How many times in a month do I close a BBC News tab and open a fresh one to wistfully browse stories.com, or perhaps read Vogue’s advice on retro florals? Fashion is undoubtedly a form of escapism, especially when the world might feel as if it's collapsing. Yet it frustrates me that an interest in clothes is often judged more harshly than other guilty pleasures. Am I really shallower because I seek refuge in fashion, rather than in fine wine or a football season ticket or state-of-the-art gadgetry? I believe not.

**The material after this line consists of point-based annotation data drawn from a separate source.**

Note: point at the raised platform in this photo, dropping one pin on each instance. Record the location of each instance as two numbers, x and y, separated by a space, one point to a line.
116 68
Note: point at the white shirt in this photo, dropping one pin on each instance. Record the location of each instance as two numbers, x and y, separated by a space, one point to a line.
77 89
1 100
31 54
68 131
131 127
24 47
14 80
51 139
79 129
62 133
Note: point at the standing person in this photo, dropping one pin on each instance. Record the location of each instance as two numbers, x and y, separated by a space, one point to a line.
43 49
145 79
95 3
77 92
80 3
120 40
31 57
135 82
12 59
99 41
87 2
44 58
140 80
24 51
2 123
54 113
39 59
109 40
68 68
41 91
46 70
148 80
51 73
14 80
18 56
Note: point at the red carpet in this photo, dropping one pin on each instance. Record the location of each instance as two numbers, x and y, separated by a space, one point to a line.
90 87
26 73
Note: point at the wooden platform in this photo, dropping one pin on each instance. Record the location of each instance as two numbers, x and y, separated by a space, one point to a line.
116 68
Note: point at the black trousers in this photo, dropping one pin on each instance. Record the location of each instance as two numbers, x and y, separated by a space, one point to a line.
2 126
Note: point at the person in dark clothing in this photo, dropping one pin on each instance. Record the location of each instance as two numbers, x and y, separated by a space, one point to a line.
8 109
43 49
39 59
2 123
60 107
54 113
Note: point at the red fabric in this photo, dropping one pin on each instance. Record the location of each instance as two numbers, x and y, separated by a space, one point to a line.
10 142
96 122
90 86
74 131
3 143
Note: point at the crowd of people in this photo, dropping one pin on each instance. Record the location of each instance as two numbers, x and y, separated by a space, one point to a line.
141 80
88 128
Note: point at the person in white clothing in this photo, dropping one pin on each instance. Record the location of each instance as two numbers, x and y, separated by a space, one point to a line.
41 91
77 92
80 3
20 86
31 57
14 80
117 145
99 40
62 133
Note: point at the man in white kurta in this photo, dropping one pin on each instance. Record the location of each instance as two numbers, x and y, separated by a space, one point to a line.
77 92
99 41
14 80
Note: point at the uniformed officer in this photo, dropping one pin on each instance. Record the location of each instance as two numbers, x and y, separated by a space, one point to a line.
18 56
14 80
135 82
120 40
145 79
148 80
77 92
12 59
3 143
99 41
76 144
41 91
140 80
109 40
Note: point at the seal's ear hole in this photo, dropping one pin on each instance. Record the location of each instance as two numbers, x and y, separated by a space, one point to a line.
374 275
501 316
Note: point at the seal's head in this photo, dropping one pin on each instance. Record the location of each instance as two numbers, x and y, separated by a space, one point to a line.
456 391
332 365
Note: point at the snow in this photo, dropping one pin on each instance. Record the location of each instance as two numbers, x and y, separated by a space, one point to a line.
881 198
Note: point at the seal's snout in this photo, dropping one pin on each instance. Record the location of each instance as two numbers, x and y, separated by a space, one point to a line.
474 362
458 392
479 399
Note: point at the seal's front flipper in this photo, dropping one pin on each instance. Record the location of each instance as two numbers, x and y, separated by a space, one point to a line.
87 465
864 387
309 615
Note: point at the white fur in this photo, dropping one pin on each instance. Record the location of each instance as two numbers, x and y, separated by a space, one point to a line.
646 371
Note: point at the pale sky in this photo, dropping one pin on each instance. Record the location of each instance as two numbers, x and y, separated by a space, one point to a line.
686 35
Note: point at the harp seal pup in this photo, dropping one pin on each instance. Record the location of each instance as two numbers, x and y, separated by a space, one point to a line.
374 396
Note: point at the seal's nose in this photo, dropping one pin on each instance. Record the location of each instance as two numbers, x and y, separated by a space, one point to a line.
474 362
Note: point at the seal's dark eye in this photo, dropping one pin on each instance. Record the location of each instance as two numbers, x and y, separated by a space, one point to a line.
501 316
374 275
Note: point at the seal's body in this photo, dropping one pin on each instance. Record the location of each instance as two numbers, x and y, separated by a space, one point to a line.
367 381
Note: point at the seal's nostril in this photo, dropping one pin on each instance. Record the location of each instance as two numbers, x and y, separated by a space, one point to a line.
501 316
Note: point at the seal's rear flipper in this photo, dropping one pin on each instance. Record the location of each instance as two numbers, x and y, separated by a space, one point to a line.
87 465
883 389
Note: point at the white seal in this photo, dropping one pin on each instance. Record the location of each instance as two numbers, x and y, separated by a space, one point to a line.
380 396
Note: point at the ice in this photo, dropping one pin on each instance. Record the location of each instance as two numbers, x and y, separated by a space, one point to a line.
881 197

Which is why I sought out academic and critic Dr Shahidha Bari, a self-confessed lover of fashion whose interest in clothes runs deeper than most. Clothes are not trivial for Bari, who is researching a book on the poetics of dress, currently writing a chapter on bags, purses and pockets. “Everybody 'reads' clothes,” she says, “except that we're not encouraged to think of them as meaningful. I think clothes are serious….We can’t pretend that something powerful isn’t being articulated in dress.” I long to sit in on her lectures at Queen Mary.
I’m convinced I will like Bari, not only because of our shared obsession. Her voice sounds lovely on radio: crisp eloquence overflowing with sunny enthusiasm. Her emails are also lovely, signed “warmly, Shahidha.” In person, she is no less forthcoming. I want her to be my cool, clever older sister, on hand with fashion advice and fitting literary quotations. Or at least to be my friend.
The Jonathan Swift quote in her Twitter bio must refer to somebody else: “she wears her clothes as if they were thrown on her with a pitchfork”. Shahidha wears her clothes casually, like she wears her abundant knowledge, but her get-up nevertheless reveals the careful judgement that she considers an ingredient of style: “there's a kind of intelligence in knowing what suits you, understanding colour and shape, and how what you wear might contour a particular encounter.” It worries her that women are often “reduced only to our clothes.” But she also recognises that it’s problematic “to be disqualified from taking an interest in our clothes, as though we would be betraying certain inferiority.”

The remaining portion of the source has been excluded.